Next week Goldman Sachs, Morgan Stanley and Bank of America will report results that will also put UK banks such as HSBC, Barclays and Lloyds in the shade, even though HSBC and Barclays have significant US arms.
There are growing calls in the City and in government circles for a reform of UK listing rules to make London more attractive. CEOs complain that they can get a much higher rating for their stock in New York.
Today a survey from Peel Hunt of 500 leading City figures called for billions of pensions and ISA cash to be deployed to help reverse the decline in the London equity market. They also want ambitious tax breaks on share ownership.
Charles Hall, head of research at Peel Hunt, said: “Our findings make plain that there is more that can be done to reverse the dispiriting trend of companies leaving the London market in recent years. There are simply fewer companies to buy shares in at a time when there is billions in retail capital which could be used to back small businesses and grow the economy.”
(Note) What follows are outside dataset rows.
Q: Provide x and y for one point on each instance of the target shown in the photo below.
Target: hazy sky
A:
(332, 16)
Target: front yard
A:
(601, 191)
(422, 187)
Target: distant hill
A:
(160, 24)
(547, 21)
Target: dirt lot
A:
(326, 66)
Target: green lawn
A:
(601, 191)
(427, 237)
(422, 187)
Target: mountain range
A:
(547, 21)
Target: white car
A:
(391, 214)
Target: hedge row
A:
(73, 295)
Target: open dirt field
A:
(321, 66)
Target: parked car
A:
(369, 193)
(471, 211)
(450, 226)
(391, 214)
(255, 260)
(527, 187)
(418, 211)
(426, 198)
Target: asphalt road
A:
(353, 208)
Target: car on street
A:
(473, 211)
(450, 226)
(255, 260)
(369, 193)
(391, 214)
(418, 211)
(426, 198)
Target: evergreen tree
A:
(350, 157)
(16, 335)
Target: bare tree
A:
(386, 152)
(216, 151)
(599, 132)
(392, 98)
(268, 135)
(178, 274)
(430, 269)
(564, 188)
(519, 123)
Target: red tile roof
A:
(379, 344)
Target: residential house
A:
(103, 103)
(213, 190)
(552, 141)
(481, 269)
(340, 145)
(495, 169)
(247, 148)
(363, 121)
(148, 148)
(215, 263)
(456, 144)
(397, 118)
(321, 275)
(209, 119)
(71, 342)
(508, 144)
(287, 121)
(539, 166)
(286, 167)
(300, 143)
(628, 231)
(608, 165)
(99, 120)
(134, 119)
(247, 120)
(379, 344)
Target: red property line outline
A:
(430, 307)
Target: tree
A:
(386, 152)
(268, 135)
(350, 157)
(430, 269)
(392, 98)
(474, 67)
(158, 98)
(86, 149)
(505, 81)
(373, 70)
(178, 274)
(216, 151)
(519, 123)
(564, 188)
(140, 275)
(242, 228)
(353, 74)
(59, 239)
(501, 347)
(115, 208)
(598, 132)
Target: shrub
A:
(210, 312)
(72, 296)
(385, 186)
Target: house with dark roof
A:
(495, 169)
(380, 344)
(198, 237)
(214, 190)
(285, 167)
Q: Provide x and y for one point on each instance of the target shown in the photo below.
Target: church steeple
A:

He added: “If the Chancellor is really serious about turning around that trend, then he has a variety of tax levers to pull to turn a vicious spiral into a virtuous circle. Politicians need to be bolder to put the UK’s economic engine back into top gear.”
Not everyone in the City is so gloomy.
Russ Mould at AJ Bell said: “When you look at JP Morgan’s share price, up by 40% in the past twelve months, it is easy to be lulled into a sense that all is well with America’s banks, its capital markets and its economy, especially as the S&P 500 index is up by around 15% this year and the NASDAQ by nearly a third. Yet the reality may not be quite so straightforward. It is barely six months since three of the largest banking failures in American history – Silicon Valley Bank, First Republic Bank and Signature Bank.”
Joshua Mahony, chief market analyst at Scope Markets, notes that not all New York floats have gone well.
“The flops for both the ARM and Birkenstock IPOs highlight that Wall Street isn’t always paved with gold, but we’re seeing an notable upswing in risk sentiment now that those US bond yields are backing off from 10 year highs. A key point to watch with the US banks will be default rates, with speculatuon rife around increased bad loan writedowns.”